В волчьей пасти - [16]

Шрифт
Интервал

Клуттиг, ничего не ответив, встал и подошел к радиоприемнику. Широко расставив ноги и подбоченясь, он стоял перед ящиком, из которого звучал голос диктора, передававшего последние известия:

— «…после усиленной артиллерийской подготовки вчера вечером разгорелась битва за Нижний Рейн. Гарнизон города Майнца был отозван на правый берег реки…»

Рейнебот некоторое время смотрел на помощника начальника лагеря. Он знал, что происходит в душе Клуттига, и скрывал свой собственный страх перед надвигавшейся опасностью под маской плохо разыгрываемого презрения.

— Пора тебе засесть за английский язык, — сказал он, и его всегда наглая улыбка застыла жесткой складкой в углах рта.

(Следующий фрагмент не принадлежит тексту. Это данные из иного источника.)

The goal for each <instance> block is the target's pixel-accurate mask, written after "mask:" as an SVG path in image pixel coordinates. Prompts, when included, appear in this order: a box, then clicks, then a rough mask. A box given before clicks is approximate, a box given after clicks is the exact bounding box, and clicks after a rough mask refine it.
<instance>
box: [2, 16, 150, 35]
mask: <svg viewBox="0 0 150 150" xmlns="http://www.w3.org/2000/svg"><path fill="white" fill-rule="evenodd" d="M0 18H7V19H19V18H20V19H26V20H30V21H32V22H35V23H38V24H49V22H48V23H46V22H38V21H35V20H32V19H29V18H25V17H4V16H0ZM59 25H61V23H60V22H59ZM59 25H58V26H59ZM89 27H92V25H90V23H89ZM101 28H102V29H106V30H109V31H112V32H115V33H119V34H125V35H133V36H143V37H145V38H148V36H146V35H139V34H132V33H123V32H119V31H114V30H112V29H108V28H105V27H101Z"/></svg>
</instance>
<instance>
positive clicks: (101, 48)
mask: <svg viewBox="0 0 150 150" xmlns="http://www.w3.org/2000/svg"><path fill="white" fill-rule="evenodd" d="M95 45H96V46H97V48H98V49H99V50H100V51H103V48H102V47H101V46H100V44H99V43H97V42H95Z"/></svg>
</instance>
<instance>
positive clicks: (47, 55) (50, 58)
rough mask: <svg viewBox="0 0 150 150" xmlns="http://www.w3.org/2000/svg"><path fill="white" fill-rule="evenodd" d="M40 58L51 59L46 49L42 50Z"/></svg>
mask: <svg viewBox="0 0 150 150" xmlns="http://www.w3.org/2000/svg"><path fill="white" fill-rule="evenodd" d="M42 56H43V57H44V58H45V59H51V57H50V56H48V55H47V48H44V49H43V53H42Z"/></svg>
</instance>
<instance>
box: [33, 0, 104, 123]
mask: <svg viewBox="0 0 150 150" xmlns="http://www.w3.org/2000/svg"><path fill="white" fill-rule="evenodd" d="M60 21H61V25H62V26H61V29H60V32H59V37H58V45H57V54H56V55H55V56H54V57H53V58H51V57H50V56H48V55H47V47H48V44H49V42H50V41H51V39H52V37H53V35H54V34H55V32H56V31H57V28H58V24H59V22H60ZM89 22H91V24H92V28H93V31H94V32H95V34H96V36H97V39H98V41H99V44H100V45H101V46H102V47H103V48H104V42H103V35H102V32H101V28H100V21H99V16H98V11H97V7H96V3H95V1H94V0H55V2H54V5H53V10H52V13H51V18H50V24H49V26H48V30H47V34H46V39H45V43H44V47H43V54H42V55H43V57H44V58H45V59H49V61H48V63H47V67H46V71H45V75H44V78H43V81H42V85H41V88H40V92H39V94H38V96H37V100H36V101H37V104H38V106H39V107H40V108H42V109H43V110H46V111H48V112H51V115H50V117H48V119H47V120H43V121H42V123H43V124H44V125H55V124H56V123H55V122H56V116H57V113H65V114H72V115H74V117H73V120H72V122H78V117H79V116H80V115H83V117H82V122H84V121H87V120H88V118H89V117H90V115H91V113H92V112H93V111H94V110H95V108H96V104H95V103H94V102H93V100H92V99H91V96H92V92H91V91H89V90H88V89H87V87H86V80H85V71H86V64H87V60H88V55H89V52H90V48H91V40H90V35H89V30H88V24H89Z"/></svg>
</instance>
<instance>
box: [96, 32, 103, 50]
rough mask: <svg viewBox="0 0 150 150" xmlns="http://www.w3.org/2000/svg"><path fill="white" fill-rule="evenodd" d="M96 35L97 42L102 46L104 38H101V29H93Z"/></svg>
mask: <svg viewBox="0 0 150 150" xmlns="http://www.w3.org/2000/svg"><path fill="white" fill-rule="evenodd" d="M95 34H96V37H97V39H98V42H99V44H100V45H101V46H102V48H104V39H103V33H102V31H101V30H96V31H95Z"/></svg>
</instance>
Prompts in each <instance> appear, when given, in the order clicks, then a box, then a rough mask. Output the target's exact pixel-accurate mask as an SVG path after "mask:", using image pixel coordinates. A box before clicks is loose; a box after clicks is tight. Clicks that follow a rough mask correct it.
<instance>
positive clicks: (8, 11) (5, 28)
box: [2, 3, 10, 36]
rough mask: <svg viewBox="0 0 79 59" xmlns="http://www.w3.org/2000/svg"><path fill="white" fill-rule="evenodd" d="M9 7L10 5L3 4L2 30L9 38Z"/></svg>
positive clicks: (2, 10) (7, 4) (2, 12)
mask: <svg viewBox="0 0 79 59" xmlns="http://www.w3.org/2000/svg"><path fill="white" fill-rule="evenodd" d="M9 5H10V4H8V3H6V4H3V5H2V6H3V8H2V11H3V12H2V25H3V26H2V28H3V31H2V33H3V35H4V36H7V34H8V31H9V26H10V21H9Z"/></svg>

Клуттиг не обратил внимания на насмешку.

— Они или мы! — злобно проворчал он.

— Мы! — с изящным жестом ответил Рейнебот, бросил на стол линейку и встал.

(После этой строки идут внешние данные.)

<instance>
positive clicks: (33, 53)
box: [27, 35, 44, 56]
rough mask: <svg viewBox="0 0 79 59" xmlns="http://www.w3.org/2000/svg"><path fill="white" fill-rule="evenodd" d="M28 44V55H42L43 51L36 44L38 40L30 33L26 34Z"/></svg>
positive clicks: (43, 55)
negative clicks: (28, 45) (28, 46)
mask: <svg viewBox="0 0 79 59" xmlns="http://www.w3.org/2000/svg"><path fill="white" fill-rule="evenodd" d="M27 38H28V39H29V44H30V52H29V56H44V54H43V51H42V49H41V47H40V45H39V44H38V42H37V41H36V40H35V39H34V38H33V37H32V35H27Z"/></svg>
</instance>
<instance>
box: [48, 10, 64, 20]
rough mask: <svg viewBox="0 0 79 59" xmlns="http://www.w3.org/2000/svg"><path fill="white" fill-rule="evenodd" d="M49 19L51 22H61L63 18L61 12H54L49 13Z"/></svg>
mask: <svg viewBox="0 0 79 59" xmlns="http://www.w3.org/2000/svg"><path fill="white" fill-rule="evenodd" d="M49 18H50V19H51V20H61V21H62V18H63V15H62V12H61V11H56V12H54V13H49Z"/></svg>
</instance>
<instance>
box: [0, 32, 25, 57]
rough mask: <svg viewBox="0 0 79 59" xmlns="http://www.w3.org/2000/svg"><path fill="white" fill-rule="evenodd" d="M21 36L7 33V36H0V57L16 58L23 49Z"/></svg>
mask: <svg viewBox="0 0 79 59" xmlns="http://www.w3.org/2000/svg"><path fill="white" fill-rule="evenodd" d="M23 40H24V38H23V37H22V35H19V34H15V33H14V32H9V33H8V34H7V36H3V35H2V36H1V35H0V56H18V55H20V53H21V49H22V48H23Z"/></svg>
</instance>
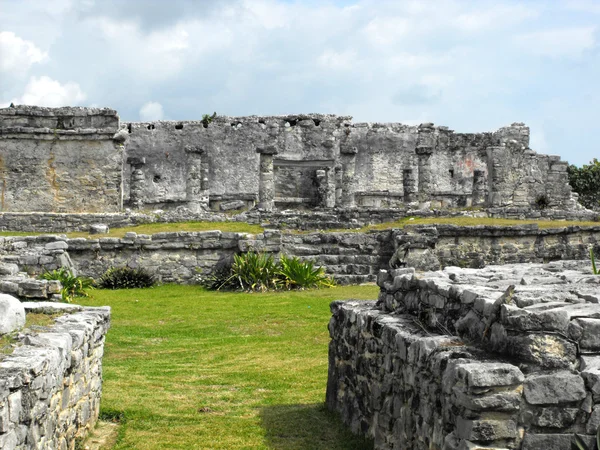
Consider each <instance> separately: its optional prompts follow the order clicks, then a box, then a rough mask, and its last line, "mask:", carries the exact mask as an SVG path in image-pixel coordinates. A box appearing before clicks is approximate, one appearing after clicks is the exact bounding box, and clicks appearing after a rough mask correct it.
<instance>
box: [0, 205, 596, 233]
mask: <svg viewBox="0 0 600 450" xmlns="http://www.w3.org/2000/svg"><path fill="white" fill-rule="evenodd" d="M465 215H468V216H472V217H494V218H508V219H542V220H572V221H581V220H586V221H593V220H597V219H598V213H596V212H593V211H588V210H573V211H563V210H556V209H546V210H532V209H530V208H489V209H482V210H480V211H470V212H469V211H464V210H456V211H449V210H429V209H420V210H417V209H410V208H407V207H402V208H335V209H318V208H317V209H313V210H310V211H297V210H286V211H271V212H266V211H262V210H258V209H253V210H249V211H244V212H241V213H239V214H235V215H231V214H225V213H216V212H208V211H202V212H198V213H193V212H191V211H190V210H189V209H186V208H184V207H178V208H176V209H171V210H167V211H162V210H156V211H152V212H150V211H145V212H139V211H138V212H135V211H129V210H126V211H123V212H114V213H50V212H0V231H31V232H36V233H65V232H69V231H84V232H85V231H89V230H90V227H91V226H92V225H95V224H105V225H108V226H109V227H110V228H122V227H130V226H135V225H140V224H147V223H157V222H159V223H167V222H185V221H208V222H217V221H223V222H246V223H251V224H268V227H269V228H277V229H297V230H330V229H352V228H360V227H363V226H366V225H371V224H378V223H384V222H393V221H396V220H400V219H403V218H406V217H464V216H465Z"/></svg>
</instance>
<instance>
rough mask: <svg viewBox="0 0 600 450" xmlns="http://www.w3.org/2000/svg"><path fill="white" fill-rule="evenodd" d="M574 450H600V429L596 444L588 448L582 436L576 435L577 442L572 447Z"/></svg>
mask: <svg viewBox="0 0 600 450" xmlns="http://www.w3.org/2000/svg"><path fill="white" fill-rule="evenodd" d="M571 449H572V450H600V427H599V428H598V431H596V442H595V444H592V446H591V447H588V446H587V444H586V443H585V442H584V441H583V439H582V438H581V436H579V435H578V434H577V433H575V442H574V443H573V444H572V445H571Z"/></svg>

Они смотрели друг на друга и молчали, скрывая свои мысли. Клуттиг вдруг разъярился.

— Если нам придется уйти… — Он сжал кулаки и прошипел сквозь зубы: — Я ни одной мыши не оставлю здесь в живых!

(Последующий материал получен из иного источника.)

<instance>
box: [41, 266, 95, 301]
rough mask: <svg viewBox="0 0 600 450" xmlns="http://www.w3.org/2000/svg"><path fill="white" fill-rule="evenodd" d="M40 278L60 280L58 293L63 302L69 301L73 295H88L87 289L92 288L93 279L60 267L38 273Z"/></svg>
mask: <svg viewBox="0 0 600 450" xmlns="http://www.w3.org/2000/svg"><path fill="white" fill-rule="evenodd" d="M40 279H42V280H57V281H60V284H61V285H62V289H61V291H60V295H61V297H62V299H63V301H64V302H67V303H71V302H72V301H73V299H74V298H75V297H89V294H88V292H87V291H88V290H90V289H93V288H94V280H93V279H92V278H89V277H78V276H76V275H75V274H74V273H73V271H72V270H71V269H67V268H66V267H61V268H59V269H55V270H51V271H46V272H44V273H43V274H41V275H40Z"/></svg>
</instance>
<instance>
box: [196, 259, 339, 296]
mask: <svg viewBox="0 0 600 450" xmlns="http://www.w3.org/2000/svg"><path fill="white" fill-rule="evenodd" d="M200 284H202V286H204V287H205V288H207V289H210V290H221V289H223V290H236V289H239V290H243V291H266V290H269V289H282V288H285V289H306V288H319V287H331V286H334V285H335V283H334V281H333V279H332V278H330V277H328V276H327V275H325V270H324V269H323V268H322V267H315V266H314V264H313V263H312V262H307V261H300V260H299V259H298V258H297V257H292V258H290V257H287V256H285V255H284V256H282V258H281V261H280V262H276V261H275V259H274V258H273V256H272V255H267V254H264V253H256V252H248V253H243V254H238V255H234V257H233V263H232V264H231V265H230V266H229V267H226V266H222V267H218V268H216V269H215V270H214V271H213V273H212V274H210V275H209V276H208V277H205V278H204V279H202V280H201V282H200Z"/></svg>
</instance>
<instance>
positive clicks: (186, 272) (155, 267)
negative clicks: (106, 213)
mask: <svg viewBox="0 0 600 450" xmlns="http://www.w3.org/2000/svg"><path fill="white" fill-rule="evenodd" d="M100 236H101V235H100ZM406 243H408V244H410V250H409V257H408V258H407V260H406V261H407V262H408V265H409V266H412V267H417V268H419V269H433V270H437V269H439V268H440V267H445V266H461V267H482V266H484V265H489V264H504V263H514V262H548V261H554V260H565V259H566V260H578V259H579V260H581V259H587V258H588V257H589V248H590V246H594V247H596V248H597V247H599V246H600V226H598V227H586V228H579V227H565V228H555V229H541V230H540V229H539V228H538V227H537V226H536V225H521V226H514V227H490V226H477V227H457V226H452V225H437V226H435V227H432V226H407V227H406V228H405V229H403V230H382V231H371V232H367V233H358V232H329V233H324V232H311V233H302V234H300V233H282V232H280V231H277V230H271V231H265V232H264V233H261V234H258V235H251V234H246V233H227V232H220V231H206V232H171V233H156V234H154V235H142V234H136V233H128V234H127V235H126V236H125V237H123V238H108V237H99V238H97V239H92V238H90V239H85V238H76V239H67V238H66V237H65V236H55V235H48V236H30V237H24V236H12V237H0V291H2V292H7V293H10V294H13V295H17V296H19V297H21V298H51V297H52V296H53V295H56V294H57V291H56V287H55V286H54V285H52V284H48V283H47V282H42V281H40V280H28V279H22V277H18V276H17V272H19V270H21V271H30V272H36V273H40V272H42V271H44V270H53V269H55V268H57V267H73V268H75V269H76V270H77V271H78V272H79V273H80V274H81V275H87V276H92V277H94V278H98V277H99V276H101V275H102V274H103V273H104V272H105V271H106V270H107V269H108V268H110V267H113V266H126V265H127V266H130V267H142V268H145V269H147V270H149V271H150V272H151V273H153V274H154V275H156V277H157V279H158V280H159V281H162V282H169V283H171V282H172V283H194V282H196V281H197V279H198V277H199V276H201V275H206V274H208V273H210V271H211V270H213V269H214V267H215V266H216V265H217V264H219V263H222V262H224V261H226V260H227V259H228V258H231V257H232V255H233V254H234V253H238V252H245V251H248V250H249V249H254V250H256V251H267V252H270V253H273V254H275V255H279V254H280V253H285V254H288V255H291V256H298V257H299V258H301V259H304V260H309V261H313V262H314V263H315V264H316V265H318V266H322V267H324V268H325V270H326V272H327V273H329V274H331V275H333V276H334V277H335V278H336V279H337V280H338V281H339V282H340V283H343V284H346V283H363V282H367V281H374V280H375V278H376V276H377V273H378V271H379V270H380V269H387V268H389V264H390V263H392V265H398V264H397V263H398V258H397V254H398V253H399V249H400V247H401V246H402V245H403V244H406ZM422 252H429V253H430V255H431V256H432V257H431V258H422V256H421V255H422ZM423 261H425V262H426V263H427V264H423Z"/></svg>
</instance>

Рейнебот это уже слышал. Он знал цену Клуттигу: много шуму, мало толку.

— Как бы ты не опоздал, господин гауптштурмфюрер! — с язвительной усмешкой заметил он. — Наш дипломат уже выпускает мышей из ловушки…

— Растяпа! — Клуттиг потряс кулаком. — Почем мы знаем, может, свиньи уже установили тайную связь с американцами. Те пришлют несколько бомбардировщиков и за одну ночь вооружат весь лагерь. Как-никак, это пятьдесят тысяч человек, — с дрожью в голосе добавил он.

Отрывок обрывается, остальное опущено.